On comparing some of the pictures in the Chater collection, however, we find that Allom definitely elaborated drawings made by others, and the engravings were apparently not from any original sketches by himself.
I reproduce to-day another of the pictures of Hong Kong taken from the old work in question. It is of a fort which existed at Kowloon in 1841, and is merely described in the book as "Fort Victoria, Kowloon."
2
Several of the pictures in Allom and Wright's work are included in the Chater collection, and this one of Fort Victoria forms No.12 of the Chater series, where it is attributed to "T. Allom - Lt. White".
*
No. 10 of the Chater collection is another engraving from this book, entitled "Hongkong from Kowloon" (completely inaccurate as regards topography), which is attributed to "T. Allom Capt. Stoddard, R.N."
So here we have definite evidence that Allom had re-drawn the sketches of others; in the cases I have quoted, they were made originally by a military and a naval officer. Thus the absence of Allom's (or the Rev. Mr. Wright's) name from old Hongkong records is probably explained by the fact that they merely elaborated the original work of others.

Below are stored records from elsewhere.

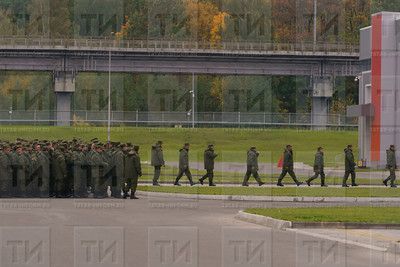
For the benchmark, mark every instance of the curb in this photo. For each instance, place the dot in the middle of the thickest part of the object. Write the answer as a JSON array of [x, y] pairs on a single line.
[[345, 225], [273, 198], [277, 224], [343, 241], [263, 220]]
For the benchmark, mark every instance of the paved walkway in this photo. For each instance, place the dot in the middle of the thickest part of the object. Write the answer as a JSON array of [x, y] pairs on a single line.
[[387, 241], [271, 169], [161, 232]]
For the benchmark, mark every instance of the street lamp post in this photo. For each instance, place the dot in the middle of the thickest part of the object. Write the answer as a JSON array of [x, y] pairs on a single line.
[[193, 101], [109, 96], [315, 24]]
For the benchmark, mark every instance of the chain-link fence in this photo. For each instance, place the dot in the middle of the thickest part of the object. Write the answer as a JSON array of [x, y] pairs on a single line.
[[176, 119]]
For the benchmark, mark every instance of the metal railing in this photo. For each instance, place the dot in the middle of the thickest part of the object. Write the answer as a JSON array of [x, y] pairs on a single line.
[[180, 46], [201, 119]]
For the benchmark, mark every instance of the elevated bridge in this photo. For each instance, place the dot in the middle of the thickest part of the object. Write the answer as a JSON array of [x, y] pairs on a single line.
[[67, 58]]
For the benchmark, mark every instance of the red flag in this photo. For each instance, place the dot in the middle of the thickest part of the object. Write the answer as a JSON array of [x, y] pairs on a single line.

The picture given here of a fort at Kowloon in the earliest days of the Colony might seem strange to us, having regard to the fact that the mainland was under Chinese jurisdiction for a considerable time after the founding of Hongkong. However, it is shown in the old records that batteries were mounted at Kowloon peninsula to protect the harbour, and this one, called after Queen Victoria, appears to have taken the place of an old Chinese battery either on the same spot or in the immediate vicinity. An examination of the old maps of the time places this fort on a site approximately where the Kowloon godowns are now situated.
Furthermore, there is an explanation of how the British came to occupy a part of the Kowloon peninsula, in an old record by Comdr. J.E. Bingham, R.N., who avers that the Treaty of Chuenpi, by which Hongkong was ceded (January 20, 1841), had also stipulated that a portion of the Kowloon peninsula (presumably the point opposite Hongkong, which we know as Tsimshatsui) be surrendered as neutral ground, and that when the treaty was subsequently disavowed by the Imperial Chinese Government, this area at Kowloon was seized by the British forces, and a garrison was kept in Fort Victoria, where military stores were also concentrated.
This statement, made by a man on the spot (Bingham at the time was a First Lieutenant on H.M.S. Modeste) was probably based on fairly reliable knowledge of events, and it is interesting to find Wright also referring to the establishment of this fort, which he states was to replace a somewhat obsolete Chinese battery that seemingly had been seized.